SYNOPSIS<IF condition1>
... statements if condition1 true ...
[<ELSE[ ]IF condition2>
... statements if condition2 true ...]
[<ELSE>
... statements if both are false ...]
</IF>
DESCRIPTION
The IF
statement evaluates the given conditional expression.
If the result is true (i.e. nonzero), then the statements following the
<IF>
tag are executed. If the result is false, those statements are
skipped and control falls to the next statement after the closing
</IF>
tag.
An optional ELSE
clause may be present, in which case the
statements following the <ELSE>
tag are executed instead if the
result is false. If the ELSE
clause is another IF
statement, it can be made part of the <ELSE>
tag by using
<ELSEIF>
. Thus, the left and right statements below are equivalent:
<IF $x eq 5> <IF $x eq 5>
X is five. X is five.
<ELSE> <ELSEIF $y gt 10>
<IF $y gt 10> Y is greater than 10.
Y is greater than 10. <ELSE>
<ELSE> X is not five and Y is <= 10.
X is not 5 and Y is <= 10. </IF>
</IF>
</IF>
If many ELSEIF
clauses are used on the same value, a SWITCH
statement (here) may be a clearer alternative.
The condition of an IF
statement can be any Texis SQL
expression that is valid as a WHERE
clause.
Thus SQL operators such as LIKE
may be used, as well as SQL
functions called.
For ease of compliance with the HTML-like syntax of Vortex, quote and operator translation will occur before the expression is parsed by SQL: Double quotes that denote strings will be mapped to single quotes, and single quotes in strings will be escaped to two single quotes. And the following operators will be mapped:
eq
to =
ne
or neq
to !=
gt
to >
ge
or gte
to >=
lt
to <
le
or lte
to <=
In addition, if the expression is operand nmod
operand, it
will be mapped to (operand %
operand) = 0, for legacy
support of the nmod
operator, which is deprecated (use SQL
modulo operator %
).
EXAMPLE<IF $limit lt 5 and ($ans eq "correct" or $body like $query)>
You're under the limit, and either
have the correct answer or the text matches your query.
</IF>
CAVEATS
Variables should not be embedded inside a literal string,
e.g. "this is a $test"
. Literal string values should always be
quoted, or they may be misconstrued as non-existent SQL columns.

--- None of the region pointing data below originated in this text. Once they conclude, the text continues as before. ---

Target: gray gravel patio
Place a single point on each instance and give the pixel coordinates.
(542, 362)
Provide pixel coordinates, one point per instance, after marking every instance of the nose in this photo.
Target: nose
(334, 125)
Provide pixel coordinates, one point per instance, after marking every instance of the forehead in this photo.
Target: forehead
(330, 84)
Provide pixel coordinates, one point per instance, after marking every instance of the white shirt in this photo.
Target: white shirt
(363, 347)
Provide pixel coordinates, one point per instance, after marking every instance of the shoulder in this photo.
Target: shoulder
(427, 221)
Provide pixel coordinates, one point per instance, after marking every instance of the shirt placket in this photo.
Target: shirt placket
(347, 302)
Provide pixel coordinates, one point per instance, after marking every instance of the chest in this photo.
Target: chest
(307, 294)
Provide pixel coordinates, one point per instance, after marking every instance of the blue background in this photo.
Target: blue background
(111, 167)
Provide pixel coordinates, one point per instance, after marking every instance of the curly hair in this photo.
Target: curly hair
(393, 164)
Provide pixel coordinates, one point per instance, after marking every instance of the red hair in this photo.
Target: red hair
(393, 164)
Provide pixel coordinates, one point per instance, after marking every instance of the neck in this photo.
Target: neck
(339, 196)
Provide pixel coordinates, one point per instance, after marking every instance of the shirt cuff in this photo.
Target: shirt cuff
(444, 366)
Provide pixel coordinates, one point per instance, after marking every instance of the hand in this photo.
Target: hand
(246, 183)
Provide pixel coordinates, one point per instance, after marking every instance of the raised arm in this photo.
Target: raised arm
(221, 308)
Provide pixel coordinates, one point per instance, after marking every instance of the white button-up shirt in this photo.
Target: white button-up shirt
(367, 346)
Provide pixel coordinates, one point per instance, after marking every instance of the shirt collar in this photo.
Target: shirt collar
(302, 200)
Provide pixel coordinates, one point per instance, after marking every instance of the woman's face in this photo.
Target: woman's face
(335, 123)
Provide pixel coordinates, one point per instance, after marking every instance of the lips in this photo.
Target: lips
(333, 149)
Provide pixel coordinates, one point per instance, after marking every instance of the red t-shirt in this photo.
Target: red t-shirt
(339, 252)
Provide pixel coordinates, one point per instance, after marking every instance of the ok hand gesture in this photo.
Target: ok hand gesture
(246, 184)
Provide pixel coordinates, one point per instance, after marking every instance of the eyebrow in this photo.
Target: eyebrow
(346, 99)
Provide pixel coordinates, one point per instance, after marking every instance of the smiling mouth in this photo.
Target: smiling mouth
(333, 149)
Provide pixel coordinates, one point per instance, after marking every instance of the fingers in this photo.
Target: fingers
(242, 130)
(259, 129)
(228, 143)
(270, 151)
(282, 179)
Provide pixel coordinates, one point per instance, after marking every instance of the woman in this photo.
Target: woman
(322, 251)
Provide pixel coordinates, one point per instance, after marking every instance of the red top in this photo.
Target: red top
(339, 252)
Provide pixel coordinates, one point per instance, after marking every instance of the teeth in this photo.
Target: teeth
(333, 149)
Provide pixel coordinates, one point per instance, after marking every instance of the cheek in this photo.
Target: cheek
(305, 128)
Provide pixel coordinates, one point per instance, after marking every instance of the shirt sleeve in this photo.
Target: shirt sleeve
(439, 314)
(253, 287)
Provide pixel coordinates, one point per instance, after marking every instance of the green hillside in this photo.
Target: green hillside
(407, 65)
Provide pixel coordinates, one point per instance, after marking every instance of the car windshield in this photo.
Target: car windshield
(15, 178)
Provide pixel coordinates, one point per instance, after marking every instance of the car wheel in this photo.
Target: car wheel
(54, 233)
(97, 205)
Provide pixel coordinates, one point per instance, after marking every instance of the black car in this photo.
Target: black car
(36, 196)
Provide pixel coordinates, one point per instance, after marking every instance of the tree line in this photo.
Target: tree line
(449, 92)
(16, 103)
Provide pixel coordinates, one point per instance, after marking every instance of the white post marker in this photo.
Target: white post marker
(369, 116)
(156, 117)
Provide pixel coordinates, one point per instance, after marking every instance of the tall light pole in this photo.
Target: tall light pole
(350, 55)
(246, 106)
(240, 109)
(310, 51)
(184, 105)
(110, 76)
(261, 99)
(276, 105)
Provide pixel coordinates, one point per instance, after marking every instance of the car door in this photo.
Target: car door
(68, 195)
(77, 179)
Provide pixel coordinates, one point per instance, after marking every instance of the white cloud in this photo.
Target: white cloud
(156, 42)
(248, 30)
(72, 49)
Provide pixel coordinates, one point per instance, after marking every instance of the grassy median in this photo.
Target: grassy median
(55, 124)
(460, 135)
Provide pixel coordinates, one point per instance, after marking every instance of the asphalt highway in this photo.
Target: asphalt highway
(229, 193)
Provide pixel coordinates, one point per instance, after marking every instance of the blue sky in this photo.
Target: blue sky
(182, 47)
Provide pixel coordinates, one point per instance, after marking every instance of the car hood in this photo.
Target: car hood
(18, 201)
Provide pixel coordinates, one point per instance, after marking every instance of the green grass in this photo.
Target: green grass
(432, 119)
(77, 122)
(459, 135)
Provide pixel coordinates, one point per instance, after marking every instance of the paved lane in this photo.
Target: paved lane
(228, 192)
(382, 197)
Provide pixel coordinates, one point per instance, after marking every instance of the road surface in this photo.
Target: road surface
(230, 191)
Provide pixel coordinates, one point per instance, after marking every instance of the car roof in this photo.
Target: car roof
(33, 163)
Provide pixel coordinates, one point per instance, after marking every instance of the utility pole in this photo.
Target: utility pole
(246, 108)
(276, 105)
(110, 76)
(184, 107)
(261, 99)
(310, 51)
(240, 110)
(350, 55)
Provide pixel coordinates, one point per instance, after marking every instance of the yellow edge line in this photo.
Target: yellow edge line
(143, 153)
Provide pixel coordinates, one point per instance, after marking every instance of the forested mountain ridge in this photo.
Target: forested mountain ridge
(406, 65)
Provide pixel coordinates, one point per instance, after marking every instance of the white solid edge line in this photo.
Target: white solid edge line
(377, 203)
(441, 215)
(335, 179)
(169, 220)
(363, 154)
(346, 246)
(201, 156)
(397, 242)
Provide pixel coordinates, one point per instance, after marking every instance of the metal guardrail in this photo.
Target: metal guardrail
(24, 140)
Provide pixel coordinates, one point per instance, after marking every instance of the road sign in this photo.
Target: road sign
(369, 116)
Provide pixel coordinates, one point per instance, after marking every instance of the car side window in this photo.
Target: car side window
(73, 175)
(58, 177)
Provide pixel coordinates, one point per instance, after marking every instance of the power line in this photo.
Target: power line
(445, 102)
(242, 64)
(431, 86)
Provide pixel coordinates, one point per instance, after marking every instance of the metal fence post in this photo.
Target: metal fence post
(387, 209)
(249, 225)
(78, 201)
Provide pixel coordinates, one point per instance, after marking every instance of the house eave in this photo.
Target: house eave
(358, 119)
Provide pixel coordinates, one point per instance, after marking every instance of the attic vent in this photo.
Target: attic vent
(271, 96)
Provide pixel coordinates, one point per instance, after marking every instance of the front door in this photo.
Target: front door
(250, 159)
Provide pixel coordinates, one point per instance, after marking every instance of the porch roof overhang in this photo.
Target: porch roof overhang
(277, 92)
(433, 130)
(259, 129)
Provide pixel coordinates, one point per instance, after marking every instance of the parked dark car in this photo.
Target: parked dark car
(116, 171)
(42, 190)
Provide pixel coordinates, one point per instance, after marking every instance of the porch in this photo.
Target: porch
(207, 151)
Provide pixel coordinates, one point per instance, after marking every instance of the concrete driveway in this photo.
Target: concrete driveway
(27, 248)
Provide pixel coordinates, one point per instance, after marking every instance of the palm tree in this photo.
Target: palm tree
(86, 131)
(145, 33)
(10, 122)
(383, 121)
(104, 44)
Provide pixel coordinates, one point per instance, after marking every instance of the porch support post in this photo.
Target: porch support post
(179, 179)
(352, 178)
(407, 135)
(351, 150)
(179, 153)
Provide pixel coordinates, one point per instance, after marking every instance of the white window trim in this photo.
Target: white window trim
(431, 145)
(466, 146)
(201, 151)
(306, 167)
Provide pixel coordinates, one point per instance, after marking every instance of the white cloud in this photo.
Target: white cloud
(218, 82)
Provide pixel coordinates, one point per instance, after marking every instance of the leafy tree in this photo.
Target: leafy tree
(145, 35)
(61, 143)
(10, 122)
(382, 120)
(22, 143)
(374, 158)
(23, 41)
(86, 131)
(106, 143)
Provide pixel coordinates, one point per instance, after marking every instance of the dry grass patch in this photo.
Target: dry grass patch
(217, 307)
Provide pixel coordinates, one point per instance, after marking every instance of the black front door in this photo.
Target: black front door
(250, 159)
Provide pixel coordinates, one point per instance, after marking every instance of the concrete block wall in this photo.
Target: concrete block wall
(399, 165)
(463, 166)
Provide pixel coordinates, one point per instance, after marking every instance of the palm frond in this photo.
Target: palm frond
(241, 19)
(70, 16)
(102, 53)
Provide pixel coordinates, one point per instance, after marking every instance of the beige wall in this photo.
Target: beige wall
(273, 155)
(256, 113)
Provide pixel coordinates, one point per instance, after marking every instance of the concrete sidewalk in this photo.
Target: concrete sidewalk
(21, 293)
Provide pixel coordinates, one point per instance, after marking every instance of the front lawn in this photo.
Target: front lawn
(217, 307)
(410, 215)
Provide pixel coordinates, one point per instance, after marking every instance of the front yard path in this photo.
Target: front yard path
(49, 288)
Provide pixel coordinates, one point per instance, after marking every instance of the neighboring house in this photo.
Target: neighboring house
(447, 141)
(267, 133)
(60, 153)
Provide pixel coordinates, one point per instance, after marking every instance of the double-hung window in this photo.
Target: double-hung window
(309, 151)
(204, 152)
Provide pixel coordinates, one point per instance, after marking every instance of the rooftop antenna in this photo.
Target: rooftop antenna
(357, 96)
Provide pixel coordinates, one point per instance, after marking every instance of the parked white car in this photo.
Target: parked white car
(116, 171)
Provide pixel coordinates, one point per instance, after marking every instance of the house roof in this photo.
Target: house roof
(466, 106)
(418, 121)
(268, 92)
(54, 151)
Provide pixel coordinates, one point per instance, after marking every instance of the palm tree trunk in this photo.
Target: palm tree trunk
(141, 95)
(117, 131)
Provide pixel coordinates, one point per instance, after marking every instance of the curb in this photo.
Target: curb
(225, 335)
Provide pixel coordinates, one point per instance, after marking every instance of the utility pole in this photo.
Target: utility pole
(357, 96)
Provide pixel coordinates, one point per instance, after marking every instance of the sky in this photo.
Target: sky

The results of some operators can depend on the original type of the values, e.g. comparison of integer vs. string values (see discussion under Variable Types, here).
See the syntaxversion
pragma (here)
to enable deprecated legacy version 7 parsing behavior for older
scripts, such as support for simple Vortex expressions.
arrayconvert
(here) applies to
all variables in IF
expressions in version 8 and later,
since all IF
expressions are now handled by SQL.
An empty (no values) variable is considered an empty string.